Whole Medical Systems - Placebo Effect

Placebo Effect

A research methods expert and author of "Snake Oil Science", R. Barker Bausell, has stated that "it's become politically correct to investigate nonsense." There are concerns that just having NIH support is being used to give unfounded "legitimacy to treatments that are not legitimate."

Use of placebos in order to achieve a placebo effect in integrative medicine has been criticized as “diverting research time, money, and other resources from more fruitful lines of investigation in order to pursue a theory that has no basis in biology”.

Another critic has argued that academic proponents of integrative medicine sometimes recommend misleading patients by using known placebo treatments in order to achieve a placebo effect. However, a 2010 survey of family physicians found that 56% of respondents said they had used a placebo in clinical practice as well. Eighty-five percent of respondents believed placebos can have both psychological and physical benefits.

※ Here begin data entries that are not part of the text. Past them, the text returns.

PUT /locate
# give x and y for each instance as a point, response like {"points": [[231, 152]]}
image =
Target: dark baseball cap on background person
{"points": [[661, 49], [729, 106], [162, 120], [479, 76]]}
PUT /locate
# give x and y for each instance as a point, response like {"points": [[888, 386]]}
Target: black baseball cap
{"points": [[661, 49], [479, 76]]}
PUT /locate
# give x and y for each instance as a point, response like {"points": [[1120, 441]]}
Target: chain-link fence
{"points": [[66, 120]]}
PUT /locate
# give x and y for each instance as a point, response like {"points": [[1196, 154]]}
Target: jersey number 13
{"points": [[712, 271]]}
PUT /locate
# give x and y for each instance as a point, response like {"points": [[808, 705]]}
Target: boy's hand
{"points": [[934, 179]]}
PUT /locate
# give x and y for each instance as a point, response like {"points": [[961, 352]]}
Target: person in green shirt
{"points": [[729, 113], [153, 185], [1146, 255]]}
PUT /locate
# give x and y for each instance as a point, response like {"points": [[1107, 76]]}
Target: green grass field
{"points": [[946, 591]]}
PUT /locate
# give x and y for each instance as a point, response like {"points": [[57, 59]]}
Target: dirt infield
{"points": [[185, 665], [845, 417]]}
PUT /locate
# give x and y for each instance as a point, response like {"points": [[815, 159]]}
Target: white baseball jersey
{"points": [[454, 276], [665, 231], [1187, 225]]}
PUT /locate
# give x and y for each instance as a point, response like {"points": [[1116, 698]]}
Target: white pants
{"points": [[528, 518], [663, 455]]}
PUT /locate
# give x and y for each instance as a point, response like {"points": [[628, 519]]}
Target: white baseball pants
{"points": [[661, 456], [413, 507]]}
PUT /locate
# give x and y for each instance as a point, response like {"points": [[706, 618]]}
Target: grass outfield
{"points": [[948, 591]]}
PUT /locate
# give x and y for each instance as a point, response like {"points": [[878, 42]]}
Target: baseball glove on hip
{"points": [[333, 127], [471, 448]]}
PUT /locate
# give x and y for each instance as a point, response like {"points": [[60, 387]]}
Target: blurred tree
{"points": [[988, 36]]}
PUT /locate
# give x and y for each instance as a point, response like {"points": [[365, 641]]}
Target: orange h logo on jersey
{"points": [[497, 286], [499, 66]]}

Integrative medicine has been criticized in that its practitioners, trained in science based medicine, deliberately mislead patients by pretending placebos are not. "Quackademic medicine" is a pejorative term used for “integrative medicine”, which is considered to be an infiltration of quackery into academic science-based medicine.

An analysis of trends in the criticism of complementary and alternative medicine (CAM) in five prestigious American medical journals during the period of reorganization within medicine (1965–1999) was reported as showing that the medical profession had responded to the growth of CAM in three phases, and that in each phase there had been changes in the medical marketplace which influenced the type of response in the journals. Changes included relaxed medical licensing, the development of managed care, rising consumerism, and the establishment of the USA Office of Alternative Medicine (now National Center for Complementary and Alternative Medicine). In the "condemnation" phase, from the late 1960s to the early 1970s, authors had ridiculed, exaggerated the risks, and petitioned the state to contain CAM; in the "reassessment" phase (mid-1970s through early 1990s), when increased consumer utilization of CAM was prompting concern, authors had pondered whether patient dissatisfaction and shortcomings in conventional care contributed to the trend; in the "integration" phase of the 1990s physicians began learning to work around or administer CAM, and the subjugation of CAM to scientific scrutiny had become the primary means of control.